The extension is scheduled to close on Nov. 17 and the City Council may consider a final agreement for the letters of credit in January, according to Johnson.
He said in an e-mail that he expects to finalize terms on the longer-term replacement credit soon.
This is not the first trouble the program has faced. In 2008, the city restructured the debt program after the collapse of bond insurance companies. That also resulted in the city obtaining the letter of credit from Lloyds as it sought to refund auction-rate securities amid troubles in that market.
But Johnson noted during the meeting that the notes have always been seen as a short-term financing strategy that would eventually turn into longer-term bonds once construction on the airport project was completed.

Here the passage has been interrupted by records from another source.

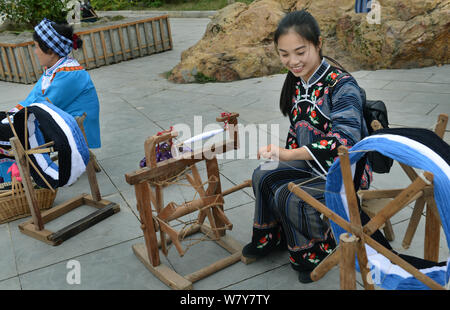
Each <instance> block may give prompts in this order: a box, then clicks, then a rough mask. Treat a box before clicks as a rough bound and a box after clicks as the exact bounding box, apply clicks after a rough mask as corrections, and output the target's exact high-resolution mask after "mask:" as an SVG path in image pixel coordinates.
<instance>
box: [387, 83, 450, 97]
mask: <svg viewBox="0 0 450 310" xmlns="http://www.w3.org/2000/svg"><path fill="white" fill-rule="evenodd" d="M383 89H392V90H396V91H405V90H406V91H415V92H421V93H431V94H434V93H444V94H450V84H449V83H428V82H405V81H392V82H390V83H389V84H387V85H386V86H384V87H383Z"/></svg>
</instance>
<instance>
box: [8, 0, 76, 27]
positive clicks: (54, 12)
mask: <svg viewBox="0 0 450 310" xmlns="http://www.w3.org/2000/svg"><path fill="white" fill-rule="evenodd" d="M68 2H69V0H39V1H36V0H2V1H0V13H2V14H5V17H6V19H7V20H8V21H10V22H11V23H12V24H14V25H17V26H18V27H19V26H20V25H22V26H23V25H25V26H27V27H33V26H35V25H37V24H38V23H39V22H40V21H41V20H42V19H43V18H44V17H46V18H48V19H50V20H52V21H54V22H57V23H62V22H66V17H67V13H68V12H69V11H70V10H71V8H68V7H67V4H68Z"/></svg>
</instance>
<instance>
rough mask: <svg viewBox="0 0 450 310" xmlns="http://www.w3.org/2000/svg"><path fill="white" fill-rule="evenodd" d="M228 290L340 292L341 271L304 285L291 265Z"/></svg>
mask: <svg viewBox="0 0 450 310" xmlns="http://www.w3.org/2000/svg"><path fill="white" fill-rule="evenodd" d="M359 288H360V287H359ZM226 289H227V290H285V291H288V290H338V289H339V269H338V268H337V267H335V268H333V269H331V270H330V271H329V272H328V273H327V274H326V275H325V276H324V277H323V278H322V279H321V280H319V281H317V282H313V283H308V284H304V283H301V282H299V281H298V273H297V272H296V271H294V270H293V269H292V268H291V266H289V264H287V265H283V266H281V267H278V268H275V269H273V270H270V271H267V272H264V273H261V274H258V275H255V276H254V277H251V278H248V279H245V280H243V281H241V282H238V283H236V284H233V285H230V286H228V287H226Z"/></svg>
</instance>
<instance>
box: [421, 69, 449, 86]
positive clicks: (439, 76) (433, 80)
mask: <svg viewBox="0 0 450 310" xmlns="http://www.w3.org/2000/svg"><path fill="white" fill-rule="evenodd" d="M443 71H444V70H443ZM426 82H429V83H450V77H449V76H448V70H445V71H444V72H436V73H434V74H433V75H432V76H431V77H430V78H429V79H428V80H426Z"/></svg>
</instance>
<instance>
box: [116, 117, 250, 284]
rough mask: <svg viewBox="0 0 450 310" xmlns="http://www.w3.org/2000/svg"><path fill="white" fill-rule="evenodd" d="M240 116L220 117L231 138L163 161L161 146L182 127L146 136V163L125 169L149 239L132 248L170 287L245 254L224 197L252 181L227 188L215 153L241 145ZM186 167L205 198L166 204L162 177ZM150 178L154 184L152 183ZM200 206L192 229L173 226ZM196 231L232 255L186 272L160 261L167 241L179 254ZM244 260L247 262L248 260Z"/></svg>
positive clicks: (226, 266)
mask: <svg viewBox="0 0 450 310" xmlns="http://www.w3.org/2000/svg"><path fill="white" fill-rule="evenodd" d="M238 116H239V114H237V113H231V114H230V115H227V116H224V117H220V118H217V119H216V121H217V122H224V121H226V122H227V123H228V126H229V128H228V131H229V138H230V139H229V141H227V142H222V143H221V144H220V145H215V144H214V145H213V146H212V147H209V148H204V149H201V150H197V151H192V152H189V153H185V154H182V155H181V156H180V157H177V158H170V159H167V160H165V161H162V162H159V163H157V162H156V155H155V150H156V147H157V146H158V145H159V143H162V142H164V141H168V140H170V139H172V138H175V137H176V136H177V133H175V132H169V133H164V134H162V135H155V136H152V137H149V138H148V139H147V140H146V141H145V154H146V158H147V159H149V160H148V161H147V163H148V164H147V167H144V168H142V169H140V170H137V171H135V172H132V173H129V174H126V175H125V179H126V181H127V182H128V184H130V185H134V188H135V194H136V200H137V208H138V211H139V214H140V218H141V223H142V225H141V228H142V230H143V232H144V239H145V244H136V245H133V251H134V253H135V255H136V256H137V257H138V258H139V259H140V260H141V261H142V263H143V264H144V265H145V266H146V267H147V268H148V269H149V270H150V271H151V272H152V273H153V274H155V275H156V276H157V277H158V278H159V279H160V280H161V281H163V282H164V283H165V284H167V285H168V286H169V287H171V288H174V289H192V283H193V282H195V281H198V280H200V279H202V278H204V277H206V276H208V275H210V274H212V273H214V272H216V271H219V270H221V269H223V268H225V267H227V266H229V265H231V264H234V263H236V262H237V261H239V260H241V252H242V245H241V244H239V243H238V242H237V241H236V240H234V239H233V238H231V237H229V236H226V230H231V229H232V227H233V225H232V223H231V222H230V220H229V219H228V218H227V216H226V215H225V212H224V208H223V205H224V199H223V197H224V196H226V195H228V194H231V193H233V192H235V191H238V190H240V189H242V188H245V187H250V186H251V181H245V182H244V183H242V184H240V185H237V186H235V187H233V188H230V189H228V190H226V191H222V187H221V183H220V174H219V166H218V163H217V158H216V154H221V153H224V152H227V151H231V150H236V149H238V147H239V143H238V127H237V117H238ZM199 162H205V164H206V171H207V181H206V182H205V185H207V186H206V189H205V188H204V187H203V185H204V184H203V182H202V180H201V177H200V174H199V172H198V169H197V167H196V163H199ZM187 167H190V169H191V174H188V175H186V178H187V180H188V182H189V183H190V185H191V186H192V187H193V188H194V189H195V191H196V193H197V194H198V195H199V197H200V198H198V199H195V200H192V201H189V202H185V203H182V204H180V205H177V204H176V203H174V202H170V203H169V204H167V205H166V206H164V205H163V202H164V199H163V189H164V188H163V185H162V184H158V182H157V181H158V180H161V179H164V178H165V177H166V176H172V175H174V173H173V172H174V171H179V170H180V169H184V168H187ZM150 184H153V185H154V186H153V188H152V187H151V186H150ZM197 211H198V216H197V219H196V221H195V224H194V225H191V226H189V227H188V228H187V229H185V228H183V229H181V230H180V231H176V230H175V229H174V228H173V227H172V226H170V222H171V221H173V220H176V219H179V218H180V217H182V216H185V215H187V214H191V213H194V212H197ZM206 219H208V222H209V224H206V223H205V220H206ZM158 232H159V240H158V234H157V233H158ZM197 232H201V233H203V234H204V235H205V236H206V237H208V238H210V239H211V240H214V241H215V242H216V243H217V244H219V245H220V246H221V247H223V248H224V249H225V250H227V251H228V252H229V253H230V255H229V256H228V257H225V258H223V259H221V260H219V261H217V262H215V263H213V264H211V265H209V266H206V267H204V268H202V269H200V270H198V271H196V272H194V273H191V274H189V275H187V276H184V277H183V276H181V275H180V274H178V273H176V272H175V271H173V270H172V269H171V268H169V267H167V266H165V265H164V264H162V263H161V261H160V256H159V251H160V249H161V252H162V253H163V254H164V255H167V251H168V248H167V246H168V244H169V243H172V244H173V245H174V246H175V248H176V249H177V251H178V253H179V255H180V256H183V255H184V254H185V250H184V249H183V246H182V244H181V240H182V239H183V238H184V237H186V236H189V235H192V234H194V233H197ZM243 262H245V263H248V261H245V260H243Z"/></svg>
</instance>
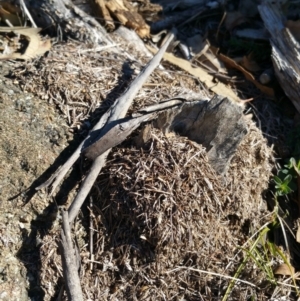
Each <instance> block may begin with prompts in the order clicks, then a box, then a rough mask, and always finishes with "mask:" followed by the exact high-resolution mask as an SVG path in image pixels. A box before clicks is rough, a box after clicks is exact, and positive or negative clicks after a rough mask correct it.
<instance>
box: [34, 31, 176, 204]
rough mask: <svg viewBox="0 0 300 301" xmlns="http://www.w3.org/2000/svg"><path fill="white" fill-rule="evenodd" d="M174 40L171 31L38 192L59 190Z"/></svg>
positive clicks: (147, 75) (133, 98)
mask: <svg viewBox="0 0 300 301" xmlns="http://www.w3.org/2000/svg"><path fill="white" fill-rule="evenodd" d="M173 38H174V32H172V31H171V32H170V33H169V37H168V38H166V39H165V44H164V45H163V46H162V48H161V49H160V50H159V51H158V52H157V54H156V55H155V56H154V57H153V58H152V59H151V61H150V62H149V63H148V64H147V65H146V66H145V68H144V69H143V70H142V71H141V72H140V74H139V75H138V76H137V77H136V79H135V80H134V81H133V82H132V83H131V85H130V86H129V87H128V88H127V90H126V91H125V92H124V94H123V95H122V96H120V97H119V98H118V99H117V100H116V101H115V103H114V104H113V105H112V107H111V108H110V109H109V110H108V111H107V112H106V113H105V114H104V115H103V116H102V117H101V119H100V120H99V122H98V123H97V124H96V125H95V126H94V127H93V129H92V130H91V132H90V135H89V136H88V137H86V138H85V139H84V140H83V141H82V142H81V144H80V145H79V146H78V148H77V149H76V150H75V152H74V153H73V154H72V156H71V157H70V158H69V159H68V160H67V162H66V163H65V164H64V165H62V166H61V167H60V168H59V169H58V170H57V171H56V172H55V173H54V174H53V175H52V176H51V177H50V178H49V179H48V180H47V181H46V182H44V183H43V184H41V185H39V186H38V187H36V188H35V189H36V190H40V189H42V188H45V187H48V186H50V185H51V184H52V188H51V191H50V195H52V194H53V193H54V191H55V189H56V188H57V186H58V185H59V184H60V182H61V181H62V179H63V178H64V177H65V176H66V174H67V173H68V171H69V170H70V168H71V167H72V166H73V164H74V163H75V162H76V161H77V159H78V158H79V156H80V154H81V150H82V147H83V146H88V145H87V140H88V139H90V136H91V134H92V133H93V132H95V131H96V130H99V129H101V128H102V127H104V126H105V124H106V125H107V124H108V123H110V122H111V121H114V120H117V119H119V118H122V117H124V116H125V115H126V113H127V111H128V109H129V107H130V105H131V103H132V100H133V99H134V97H135V96H136V94H137V93H138V91H139V90H140V89H141V87H142V86H143V84H144V83H145V81H146V80H147V78H148V77H149V76H150V74H151V73H152V72H153V70H154V69H155V68H156V67H157V66H158V65H159V63H160V61H161V59H162V57H163V54H164V53H165V51H166V49H167V48H168V46H169V44H170V42H171V41H172V40H173ZM91 142H93V141H91ZM107 154H108V153H107ZM103 155H104V154H103ZM93 165H94V164H93ZM92 168H93V167H92ZM101 168H102V167H101ZM100 170H101V169H100ZM93 183H94V182H93ZM76 198H77V197H76ZM74 201H75V200H74Z"/></svg>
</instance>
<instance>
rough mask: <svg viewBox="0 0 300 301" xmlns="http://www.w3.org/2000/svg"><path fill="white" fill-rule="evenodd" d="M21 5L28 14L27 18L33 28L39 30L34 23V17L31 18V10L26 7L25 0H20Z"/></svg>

Under questioning from council members, Johnson affirmed that San Jose is waiting for a better financial picture from the airport to aim for a better credit rating before going to the bond market to replace the short-term notes.
“We are currently looking at a long-term option; we have been looking at that for a while,” he told the council.
Moody’s Investors Service has an A2 rating with a negative outlook on San Jose’s airport debt. The agency noted that passenger levels dropped significantly during the recession while the airport was in the middle of the major construction project.
Bill Sherry, the city’s director of aviation, said during the meeting that the airport is seeing its finances improve.
He said the airport’s modernization program came in months ahead of schedule and is currently tracking $140 million under budget.
Sherry said the airport should be in the black in terms of passenger growth in January. “We believe we are very near, if not at the bottoming out of this downcycle,” he told the council. “My message to you today is that the sky is not falling.”